Journal Sanity's Journal: Removing bias in collaborative editing systems 28
First, what do we mean by "bias"? It is a difficult question to answer exactly; examples would include political left or right-wing bias, nationalist bias, anti-Microsoft bias, and bias based on race. The dictionary definition is "A preference or an inclination, especially one that inhibits impartial judgment." Implicit in the mechanism I am about to describe is a more precise definition of bias; it is the aptness of this definition that will determine the effectiveness of this approach.

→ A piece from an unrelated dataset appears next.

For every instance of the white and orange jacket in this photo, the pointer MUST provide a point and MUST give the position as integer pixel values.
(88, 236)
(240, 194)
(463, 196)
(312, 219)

Visitors to websites such as Amazon and users of tools like StumbleUpon will be familiar with a mechanism known as "Automatic Collaborative Filtering" or ACF. Amazon's recommendations are based on what other people with similar tastes also liked, this is an example of collaborative filtering in action. There are a wide variety of collaborative filtering algorithms, which range widely in terms of sophistication and processor requirements, but all are designed to do more or less the same thing: anticipate how much you will like something based on how much similar people liked it. One way to look at it is that collaborative filtering tries to learn your biases and anticipate how they will influence how much you like something.
My idea was to use ACF to determine someone's bias towards or against a particular article, and then attempt to remove the effect of that bias from their vote. The effect of their bias is assumed to be the difference between their anticipated vote based on ACF, and the global average vote for that article. Having determined this, we can then take their vote, and remove the effect of their bias from it.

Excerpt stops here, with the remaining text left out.